Hospital-acquired infections contribute to prolonged hospital stays and present a substantial economic burden to healthcare systems. Studies show that middle-income countries experience a higher burden of HAIs compared to developed countries, so implementing measures to prevent HAIs in middle income countries appears to be a high-value information resource that can contribute to improved HAI control and surveillance. In addition, it can contribute to improve the standardization of reporting for the control of these infections36),(38.
It is important to highlight the work performed by the Hospital Infection Committee, which collects, updates, and constantly informs all health personnel about the behavior of HAIs in this hospital. Simultaneously, it takes the measures required for any area of the hospital and highlights the importance of prevention and surveillance of these infections in the health system.

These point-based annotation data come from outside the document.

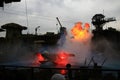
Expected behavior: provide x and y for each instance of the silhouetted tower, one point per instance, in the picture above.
(99, 21)
(13, 30)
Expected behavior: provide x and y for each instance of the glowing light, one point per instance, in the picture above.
(80, 33)
(62, 58)
(40, 57)
(63, 72)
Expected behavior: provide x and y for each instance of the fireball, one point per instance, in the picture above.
(81, 33)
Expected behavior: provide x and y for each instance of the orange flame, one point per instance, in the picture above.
(40, 57)
(80, 33)
(62, 58)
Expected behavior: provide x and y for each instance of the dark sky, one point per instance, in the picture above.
(44, 12)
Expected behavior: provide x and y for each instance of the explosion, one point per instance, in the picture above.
(62, 58)
(81, 33)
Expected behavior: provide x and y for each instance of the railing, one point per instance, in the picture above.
(8, 72)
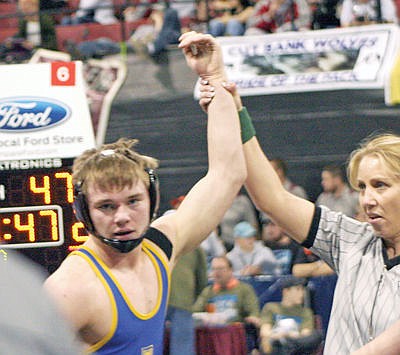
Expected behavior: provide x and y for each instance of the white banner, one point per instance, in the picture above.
(341, 58)
(43, 111)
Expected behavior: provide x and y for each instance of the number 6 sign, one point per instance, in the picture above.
(63, 73)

HAIs are not exclusive to any one hospital area, but some factors that contribute to the risk of contracting them have been described, whether due to long hospital stays, immunosuppression, surgical interventions, or the use of invasive medical devices, among others. For this reason, it is recommended that antimicrobial stewardship programs be implemented to effectively reduce the inappropriate use of antibiotics, especially in ICUs with the highest number of MDR organisms39),(40.
Conclusions
In conclusion, bacteremia was the most frequent infection in the total number of HAIs. The most common microorganisms were Gram-negative bacteria; no differences were found between the type of infection or hospital area analyzed. Resistance to piperacillin/tazobactam increased substantially in the last year for both Enterobacterales and Pseudomonas, as did oxacillin resistance for Staphylococcus aureus. Despite the increase in antimicrobial resistance, most patients received adequate empirical antimicrobial therapy, a significant increase in the number of respiratory infections identified in the ICU was observed for the 2020 cohort (during COVID-19), due to the high number of patients treated in the hospital for SARS-CoV-2.
It is suggested that empirical treatment regimens be based on specific data from epidemiological surveillance, analysis, and interpretation of HAIs in each hospital.
It is necessary to conduct research that allows defining the cost-benefit relationship for the prevention and control of HAIs, especially evaluating the long-term impact of biosafety protocols employed during the pandemic and the elevated use of certain broad-spectrum antibiotics in patients who presented COVID-19-related complications, and their relationship with the epidemiology of HAIs.